Other miscellaneous cyst-like lesions
A variety of “cystic” lesions can be encountered in and around the knee joint that may complicate the differential diagnosis even more [1, 2, 6–11]. The most common benign non-tumoral are the following:
Popliteal artery aneurysms present on MR images with variable signal intensity depending on flow characteristics and pulse sequences [51, 52]. They are typically situated within the popliteal fossa. A laminated MR appearance consistent with multilayered thrombus and occasionally rim-like calcification may also be demonstrated. The lesion shows continuity with the popliteal artery, which is a hallmark in diagnosis. Popliteal vein varices are focal dilatations of the popliteal vein [1, 2, 6–11]. They present on MR images as lobulated masses in continuity with the popliteal vein. Lymph nodes located in and around the popliteal fossa may also manifest as cyst-like structures [1, 2, 6–11]. Knowledge of their location as well as of the normal MR appearance of the lymph node fatty hillum aids in the differential diagnosis. Haematomas may simulate a cyst but can be differentiated by its signal intensity which depends on blood products’ age (haemoglobin degradation products) [53–55]. Abscesses that can also mimic cysts are associated with infection and inflammation in the surrounding soft tissues and occasionally underlying osteomyelitis [55–57]. Contrast enhancement is necessary for the correct diagnosis and for unmasking a possible sinus tract (Figs. 23, 24 and 25).
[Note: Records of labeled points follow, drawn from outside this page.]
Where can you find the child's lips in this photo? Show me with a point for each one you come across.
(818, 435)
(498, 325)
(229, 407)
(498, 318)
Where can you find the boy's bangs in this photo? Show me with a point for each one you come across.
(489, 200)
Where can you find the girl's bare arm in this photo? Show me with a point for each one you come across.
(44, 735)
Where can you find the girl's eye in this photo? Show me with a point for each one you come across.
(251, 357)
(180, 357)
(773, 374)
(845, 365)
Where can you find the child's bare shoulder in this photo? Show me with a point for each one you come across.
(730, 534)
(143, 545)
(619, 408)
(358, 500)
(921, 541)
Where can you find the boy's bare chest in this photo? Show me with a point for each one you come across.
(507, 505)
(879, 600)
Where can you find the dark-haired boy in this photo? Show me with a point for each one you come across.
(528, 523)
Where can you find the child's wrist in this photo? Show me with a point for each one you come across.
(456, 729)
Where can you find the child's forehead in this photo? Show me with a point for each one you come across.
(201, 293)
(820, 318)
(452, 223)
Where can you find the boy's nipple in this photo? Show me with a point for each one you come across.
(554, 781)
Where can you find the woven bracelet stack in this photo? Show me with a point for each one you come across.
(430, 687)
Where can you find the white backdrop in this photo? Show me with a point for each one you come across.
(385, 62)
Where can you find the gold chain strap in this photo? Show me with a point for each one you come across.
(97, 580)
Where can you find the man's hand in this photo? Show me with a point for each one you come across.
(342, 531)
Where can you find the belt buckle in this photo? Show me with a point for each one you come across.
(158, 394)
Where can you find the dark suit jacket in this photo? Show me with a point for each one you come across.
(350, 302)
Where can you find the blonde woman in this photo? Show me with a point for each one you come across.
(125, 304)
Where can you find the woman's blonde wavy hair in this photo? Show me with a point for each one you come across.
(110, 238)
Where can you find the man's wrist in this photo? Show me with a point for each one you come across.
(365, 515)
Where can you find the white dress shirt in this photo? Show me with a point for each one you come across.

In addition, administration of intravenous contrast is primarily helpful in the evaluation of soft tissue masses and particularly in differentiating cysts from malignant pseudocystic conditions [9–13]. Solid tumours with central necrosis, cystic degeneration or myxoid stroma such as synovial sarcoma, dedifferentiated sarcoma, myxoid liposarcoma, metastases and the benign synovial haemangioma may have homogeneously high signal on T2-weighted images mimicking a cyst, but they enhance after contrast administration contrary to the cysts (Fig. 26).